Negeri ini memilii kekayaan alam yang berlimpah bak surga dunia. Dari sektor pertanian, menghasilkan Rp 1.375 triliun. Sektor laut yang dimiliki negeri ini menurut kementerian ekonomi kelautan dan perikanan ( KKP ) tahun 2020 memperkirakan potensi ini bisa mencapai US$ 1338 miliar atau setara Rp 19,6 triliun per tahun. Oleh karena itu negeri ini dijuluki sebagai poros maritime dunia.

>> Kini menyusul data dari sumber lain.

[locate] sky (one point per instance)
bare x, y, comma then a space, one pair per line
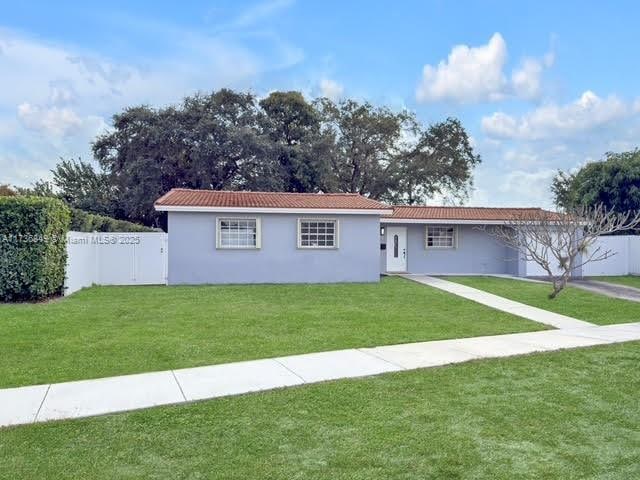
539, 86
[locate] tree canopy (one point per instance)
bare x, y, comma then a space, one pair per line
613, 183
283, 142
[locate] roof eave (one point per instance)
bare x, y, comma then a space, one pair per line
303, 210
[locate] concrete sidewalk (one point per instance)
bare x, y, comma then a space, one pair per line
130, 392
500, 303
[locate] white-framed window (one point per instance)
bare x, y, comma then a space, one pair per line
238, 233
317, 233
441, 236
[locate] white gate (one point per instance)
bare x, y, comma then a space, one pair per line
115, 259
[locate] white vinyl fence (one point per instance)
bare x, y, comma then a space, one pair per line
626, 260
115, 259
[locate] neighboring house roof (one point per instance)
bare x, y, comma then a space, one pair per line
424, 214
220, 200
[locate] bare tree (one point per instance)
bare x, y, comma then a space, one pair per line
561, 242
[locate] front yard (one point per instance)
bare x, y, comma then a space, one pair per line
625, 280
570, 415
105, 331
573, 302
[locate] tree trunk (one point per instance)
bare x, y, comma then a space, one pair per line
558, 286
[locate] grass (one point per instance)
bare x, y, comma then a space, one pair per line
104, 331
569, 415
626, 280
580, 304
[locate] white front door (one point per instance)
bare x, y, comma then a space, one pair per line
396, 249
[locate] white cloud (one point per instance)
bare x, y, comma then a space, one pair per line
54, 121
260, 11
469, 74
528, 186
526, 79
558, 121
477, 74
331, 89
55, 98
521, 158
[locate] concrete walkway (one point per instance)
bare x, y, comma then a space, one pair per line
612, 290
500, 303
130, 392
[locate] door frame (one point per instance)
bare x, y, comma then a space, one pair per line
395, 229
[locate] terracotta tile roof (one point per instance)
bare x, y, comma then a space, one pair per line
182, 197
464, 213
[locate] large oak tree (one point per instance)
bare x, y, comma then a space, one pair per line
233, 140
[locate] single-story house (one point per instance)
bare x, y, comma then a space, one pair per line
268, 237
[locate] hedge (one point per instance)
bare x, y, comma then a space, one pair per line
82, 221
33, 250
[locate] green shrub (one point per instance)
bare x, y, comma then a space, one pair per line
33, 250
82, 221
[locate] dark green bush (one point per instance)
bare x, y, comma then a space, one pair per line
82, 221
33, 250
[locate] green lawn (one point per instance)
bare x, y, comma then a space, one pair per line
568, 415
107, 331
580, 304
626, 280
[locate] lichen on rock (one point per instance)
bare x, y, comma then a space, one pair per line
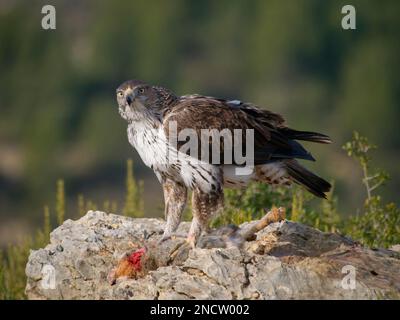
287, 260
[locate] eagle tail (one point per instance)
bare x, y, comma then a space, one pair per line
307, 136
314, 184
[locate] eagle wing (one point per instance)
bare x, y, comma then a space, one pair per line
273, 140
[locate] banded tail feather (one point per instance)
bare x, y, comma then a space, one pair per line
314, 184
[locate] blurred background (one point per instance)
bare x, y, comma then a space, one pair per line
59, 116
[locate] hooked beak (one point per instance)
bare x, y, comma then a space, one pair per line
129, 100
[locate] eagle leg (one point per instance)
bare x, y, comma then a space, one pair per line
175, 196
204, 205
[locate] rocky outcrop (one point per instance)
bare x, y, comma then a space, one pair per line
286, 261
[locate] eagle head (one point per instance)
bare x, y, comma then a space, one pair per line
138, 100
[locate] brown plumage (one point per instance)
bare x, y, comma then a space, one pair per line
152, 111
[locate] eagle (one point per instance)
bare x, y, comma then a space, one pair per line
151, 112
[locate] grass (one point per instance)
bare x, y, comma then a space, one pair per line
378, 226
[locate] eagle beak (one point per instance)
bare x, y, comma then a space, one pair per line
129, 100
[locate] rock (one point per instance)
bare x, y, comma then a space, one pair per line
287, 260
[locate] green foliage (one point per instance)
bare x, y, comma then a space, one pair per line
60, 201
379, 226
13, 260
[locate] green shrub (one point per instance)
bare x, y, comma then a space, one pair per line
379, 225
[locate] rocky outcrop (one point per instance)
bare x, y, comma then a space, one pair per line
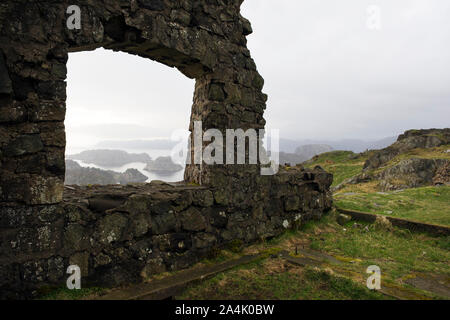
119, 234
311, 150
109, 158
163, 165
410, 140
116, 233
413, 173
408, 173
78, 175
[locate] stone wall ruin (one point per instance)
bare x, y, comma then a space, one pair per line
119, 234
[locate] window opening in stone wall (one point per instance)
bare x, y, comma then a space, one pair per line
121, 112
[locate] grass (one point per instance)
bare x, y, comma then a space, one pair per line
420, 153
274, 280
398, 253
342, 164
426, 204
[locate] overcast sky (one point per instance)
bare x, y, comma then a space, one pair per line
327, 74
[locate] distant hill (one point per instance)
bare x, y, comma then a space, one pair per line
354, 145
78, 175
109, 158
302, 154
155, 144
163, 165
310, 150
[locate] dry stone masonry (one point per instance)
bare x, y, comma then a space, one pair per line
119, 234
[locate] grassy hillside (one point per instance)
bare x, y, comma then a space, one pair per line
400, 255
427, 204
342, 164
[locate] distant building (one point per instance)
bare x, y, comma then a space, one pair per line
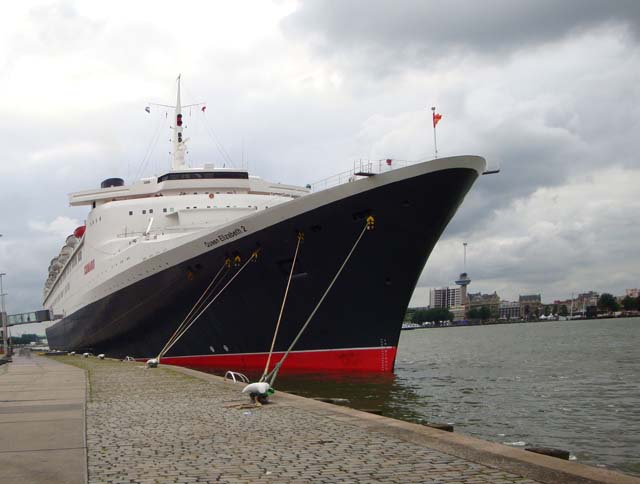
530, 305
491, 301
587, 299
458, 312
509, 310
445, 297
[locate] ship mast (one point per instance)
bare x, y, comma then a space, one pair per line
179, 144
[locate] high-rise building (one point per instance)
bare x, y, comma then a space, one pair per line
445, 297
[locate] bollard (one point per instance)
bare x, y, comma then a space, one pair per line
550, 451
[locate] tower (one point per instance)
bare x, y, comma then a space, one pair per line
464, 280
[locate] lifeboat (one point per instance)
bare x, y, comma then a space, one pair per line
79, 232
72, 240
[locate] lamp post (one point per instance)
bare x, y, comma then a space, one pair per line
4, 318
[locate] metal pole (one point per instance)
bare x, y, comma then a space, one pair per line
5, 344
435, 144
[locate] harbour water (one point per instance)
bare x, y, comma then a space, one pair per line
572, 385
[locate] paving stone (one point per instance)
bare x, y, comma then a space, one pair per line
160, 426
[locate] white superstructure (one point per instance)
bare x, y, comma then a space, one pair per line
128, 226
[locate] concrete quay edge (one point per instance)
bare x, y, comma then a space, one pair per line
43, 420
541, 468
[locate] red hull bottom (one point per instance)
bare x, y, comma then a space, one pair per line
379, 360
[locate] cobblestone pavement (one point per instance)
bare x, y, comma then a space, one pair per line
161, 426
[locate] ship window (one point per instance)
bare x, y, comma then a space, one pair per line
238, 175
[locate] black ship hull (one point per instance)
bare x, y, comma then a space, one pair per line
356, 328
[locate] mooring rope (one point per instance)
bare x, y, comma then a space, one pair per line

Di sektor kehutanan, negeri ini memiliki 99,6 juta hektar hutan yang menjadi sumber pangan dan obat – obatan, sehingga indonesia di juluki sebagai paru – paru dunia.

Kekayaan negeri ini di sektor pertambangan menghasilkan nilai yang sangat fantastis sebab negeri ini memiliki segala jenis tambang, seperti minyak, gas bumi, batubara, pasir besi, bijih timah, bijih nikel, bijih baukasit, biji tembaga, bijih emas, perah dan biji mangaan dengan lebih dari 20 pusat tambang yang salah satunya ada di Papua.

Tambang emas terbesar di indonesia dapat menghasilkan 75 juta ton per tahunnnya, namun sayang seluruh kekayaan alam negeri ini dikuasi asing.

Jika seluruh kekayaan alam dikelola oleh negara, serta dijadikan penghasilan utama negara maka pemerintah tidak perlu memungut pajak dari rakyat sebab pajak hanya menambah penderitaan  dan beban rakyat.

Dengan dikelolanya Sumber Daya Alam akan mendapatkan dana yang sangat cukup untuk mebiayai pembangunan infrastruktur negara dan dengan begitu negara dapat mensubsidi selurh kebutuhan masyarakat seperti keshatan , pendidikan bahkan dapat melunasi seluruh utang luar negeri Indonesia.

Apa yang terjadi sekarang ini adalah akibat kapitalisme dengan konsep ekonomi yang menuhankan materi. Dalam konsep kapitalisme, pajak disebut sebagai urat nadi pendapatan negara.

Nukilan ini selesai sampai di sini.